Intuitive exercise is a much more flexible approach – and that might mean that some days you take part in rigorous exercise like cross-training or kickboxing, and on other days you take a walk in a beautiful place or do some yoga. But it stops being something you beat yourself with, and becomes something you look forward to instead.
Intuitive exercise is about changing the focus from ticking off so many days of this and so many days of that per week, to exploring movement that feels good in our bodies. It becomes a reward instead of punishment for your perceived nutritional sins.
Intuitive exercise also moves away from external goals such as losing weight or achieving a specific level of fitness, towards the health benefits which, in case you need reminding, are:
- Lower stress and anxiety
- More energy
- Better quality of sleep
- Improved bone density
- Improved mood
- Increased strength
- Better balance
- More stamina
- Better memory and concentration span
- Greater self-esteem
When you like what you are doing, you are more likely to continue working out – which is another benefit of doing what your body needs instead of dragging it through something it may be too tired to cope with on a particular day. And it helps you to break away from that all-or-nothing approach, where you decide you don’t have the time to do the recommended number of hours a week of exercise, so you don’t exercise at all.
It also removes all of the guilt you feel for missing a gym session. If you end up missing a workout, you cut yourself some slack, show yourself compassion and understanding for why you missed it and then move on, instead of being caught up in a guilt cycle that makes you say, “I might as well not bother.”
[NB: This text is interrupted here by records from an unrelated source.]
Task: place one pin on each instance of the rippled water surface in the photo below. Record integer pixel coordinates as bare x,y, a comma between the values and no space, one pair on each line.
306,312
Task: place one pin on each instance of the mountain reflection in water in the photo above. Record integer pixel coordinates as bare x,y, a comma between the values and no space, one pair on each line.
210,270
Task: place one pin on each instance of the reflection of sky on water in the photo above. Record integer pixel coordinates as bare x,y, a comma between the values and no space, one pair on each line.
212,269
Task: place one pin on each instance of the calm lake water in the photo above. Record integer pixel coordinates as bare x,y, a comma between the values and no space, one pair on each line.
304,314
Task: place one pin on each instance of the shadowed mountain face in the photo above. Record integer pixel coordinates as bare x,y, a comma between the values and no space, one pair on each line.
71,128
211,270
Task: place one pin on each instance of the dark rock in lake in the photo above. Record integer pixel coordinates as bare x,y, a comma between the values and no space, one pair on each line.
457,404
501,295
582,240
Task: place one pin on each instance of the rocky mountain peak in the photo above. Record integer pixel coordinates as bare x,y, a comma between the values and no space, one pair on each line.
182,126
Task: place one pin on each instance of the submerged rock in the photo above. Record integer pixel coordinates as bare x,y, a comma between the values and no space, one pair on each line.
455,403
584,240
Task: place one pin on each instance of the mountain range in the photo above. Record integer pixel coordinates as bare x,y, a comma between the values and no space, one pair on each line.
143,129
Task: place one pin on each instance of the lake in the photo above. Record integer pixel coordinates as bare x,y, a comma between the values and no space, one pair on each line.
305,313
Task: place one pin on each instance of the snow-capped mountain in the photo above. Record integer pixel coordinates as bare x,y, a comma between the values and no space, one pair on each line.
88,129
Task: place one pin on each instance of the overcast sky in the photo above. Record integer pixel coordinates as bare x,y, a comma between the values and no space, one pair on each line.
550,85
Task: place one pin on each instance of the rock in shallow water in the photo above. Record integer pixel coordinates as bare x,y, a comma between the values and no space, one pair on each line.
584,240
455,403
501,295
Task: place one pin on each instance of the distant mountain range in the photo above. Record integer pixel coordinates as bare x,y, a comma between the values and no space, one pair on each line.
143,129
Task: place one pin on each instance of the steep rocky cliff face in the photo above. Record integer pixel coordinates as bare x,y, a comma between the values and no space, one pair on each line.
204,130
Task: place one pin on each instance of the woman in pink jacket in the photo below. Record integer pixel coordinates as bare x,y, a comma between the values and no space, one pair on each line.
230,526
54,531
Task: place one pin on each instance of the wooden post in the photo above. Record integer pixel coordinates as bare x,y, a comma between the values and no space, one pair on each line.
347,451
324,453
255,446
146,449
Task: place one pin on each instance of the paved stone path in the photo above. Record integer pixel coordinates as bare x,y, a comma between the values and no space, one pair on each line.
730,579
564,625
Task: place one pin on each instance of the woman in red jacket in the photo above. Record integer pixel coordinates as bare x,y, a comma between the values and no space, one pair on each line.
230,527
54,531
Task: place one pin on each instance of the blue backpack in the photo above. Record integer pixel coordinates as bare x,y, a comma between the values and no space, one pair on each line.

Finally, it helps you to be satisfied with any movement – even rest days – and puts your body in charge of what it truly needs: which is to move and exercise, certainly, but also to take some time to rest and recover.
Our bodies are made to move. We do need to exercise most days of the week, and keep ourselves strong, flexible and in good cardiovascular shape. But if exercise is becoming one more stick with which we beat ourselves, maybe it’s time to pause and recalibrate just a little so we work with our bodies instead of against them – and enjoy and appreciate just what our bodies can do.